Antwort: In höherer Dosierung ja, D2 Blockade. - Ziprasidon: Müdigkeit?
Antwort: Nein, praktisch keine H1 Komponente.
Du siehst, die Vermutungen, die man aufgrund der Daumenregeln oben anstellt, wenn man das Rezeptorbindungsprofil anschaut, passen oft ganz gut zum klinischen Eindruck. Die Persönlichkeit des Medikamentes, seine Vorzüge und Nachteile, bilden sich in dieser Grafik gut ab.

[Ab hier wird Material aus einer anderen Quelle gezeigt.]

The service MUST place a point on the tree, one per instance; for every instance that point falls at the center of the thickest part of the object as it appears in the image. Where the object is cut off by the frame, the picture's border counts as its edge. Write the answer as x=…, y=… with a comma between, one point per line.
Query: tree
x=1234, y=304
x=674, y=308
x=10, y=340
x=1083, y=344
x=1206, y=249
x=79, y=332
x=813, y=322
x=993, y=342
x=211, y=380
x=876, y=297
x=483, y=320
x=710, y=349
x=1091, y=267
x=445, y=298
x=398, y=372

Es ist sinnvoll, sich eine Grafik mit den Rezeptorbindungsprofilen der Neuroleptika, die man oft verschreibt, immer wieder anzugucken. Man lernt die Medikamente so besser kennen.
In späteren Blog-Einträgen möchte ich gerne genauer auf einzelne Medikamente eingehen und auch zu den einzelnen Rezeptoren mehr sagen. Dieser Eintrag soll aber erst einmal einen Überblick geben und erklären, wie man das Rezeptorprofil, dargestellt als Kuchendiagramm, grundsätzlich liest.